Zimmer style is a bit outdated IMO. He hasn't done a zimmer style in ages. But his protegees do.
But we do understand when u say zimmer style.


As for masteing itself, it depends;


If it's a modern style of music like pop hiphop and electronica then I say mix your tracks with already a lot of compression eq and limiting onthe master bus. 
Crazy thought for a lot of engineers but that's how it's done and it takes a long time to learn.

For orchestral many say just don't use anything but good ears and mix chops. Maybe a tad of gentle mastering compression.

But filmscore has the issue that it has to compete with sfx and dialog so u want to use something to compete.

I use the ssl waves. And the eq is amazing. Makes the whole tracks sound "profesional". Gel and seems it levels out dynamics!! but the price is high.

at the end it has to do with what works for u and your mic and mastering chops.
We all know that mastering is an art on it's own and takes a lot of years to master.

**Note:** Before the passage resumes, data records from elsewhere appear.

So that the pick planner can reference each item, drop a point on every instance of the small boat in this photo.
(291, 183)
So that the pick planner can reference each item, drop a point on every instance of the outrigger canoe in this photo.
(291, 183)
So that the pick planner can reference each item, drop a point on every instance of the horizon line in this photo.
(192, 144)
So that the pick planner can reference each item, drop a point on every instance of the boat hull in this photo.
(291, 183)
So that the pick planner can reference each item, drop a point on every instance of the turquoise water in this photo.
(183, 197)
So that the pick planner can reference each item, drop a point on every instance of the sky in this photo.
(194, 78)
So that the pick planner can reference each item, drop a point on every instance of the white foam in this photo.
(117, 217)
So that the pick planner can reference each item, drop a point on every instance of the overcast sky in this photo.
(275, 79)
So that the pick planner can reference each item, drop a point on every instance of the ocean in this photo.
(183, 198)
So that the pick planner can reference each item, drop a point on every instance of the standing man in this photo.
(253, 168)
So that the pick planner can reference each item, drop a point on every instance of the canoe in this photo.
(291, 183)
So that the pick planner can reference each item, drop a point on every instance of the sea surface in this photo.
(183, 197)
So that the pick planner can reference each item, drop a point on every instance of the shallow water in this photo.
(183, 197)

For plugins u can download the demos of waves, flux, isotope, 
fabfilter (forgot the name of the conapny but check out the video of the compressor amd download it.)


----------



## Hannes_F (Jun 12, 2010)

Waywyn @ Sat Jun 12 said:


> Hannes_F @ Sat Jun 12 said:
> 
> 
> > Waywyn @ Sat Jun 12 said:
> ...



What would you say can it do better than for example Voxengo Elephant?


----------



## Waywyn (Jun 12, 2010)

Hannes_F @ Sat Jun 12 said:


> Waywyn @ Sat Jun 12 said:
> 
> 
> > Hannes_F @ Sat Jun 12 said:
> ...



Hey Hannes,

well, if you consider the very basic functions, the Elephant is a Limiter or Maximizer, the L316 is a multimaximizer.

The advantage of a multimaximizer is to handle several bands and to set priorities on which signals will get treated and how.

Elephant is a stereo limiter. So you can just set a threshold and do some minor tweaks, but with a multimaximizer you can e.g. limit the low basses or the high freqs more than the rest ... or if you have very important parts in the 3000-5000Hz area, you can let the L316 know that these bands need absolute priority on no bass signal or a deep hit might "disturb" the important signals. By treating bands individually you might get several advantages. You can either pull your track up more or you can treat dynamic in a totally different way.

We all know the effect, you pull up a limiter and at a certain point or freq band it starts to sounds squashy, squeezed. With a mulitbandmaximizer you could then e.g. simply lower the limiting effect on that certain freqs to reach a good loudness level but don't squash it.


----------



## gsilbers (Jun 13, 2010)

forgot about these... very good

http://www.airwindows.com/


----------



## sinkd (Jun 19, 2010)

Since first lurking on this thread, I have picked up the Vienna Suite and the Numerical SOund FORTI IRs. For under $600, this set of tools is pretty fantastic for orchestral mixing. +1 to those who are emphasizing getting it right in the mix.

Damon


----------



## alligatorlizard (Jul 21, 2010)

Finally getting around to looking into these various plugins... thanks again for al the suggestions. I'm now experimenting with Ozone 4 (you get a ten day trial before having to purchase license). 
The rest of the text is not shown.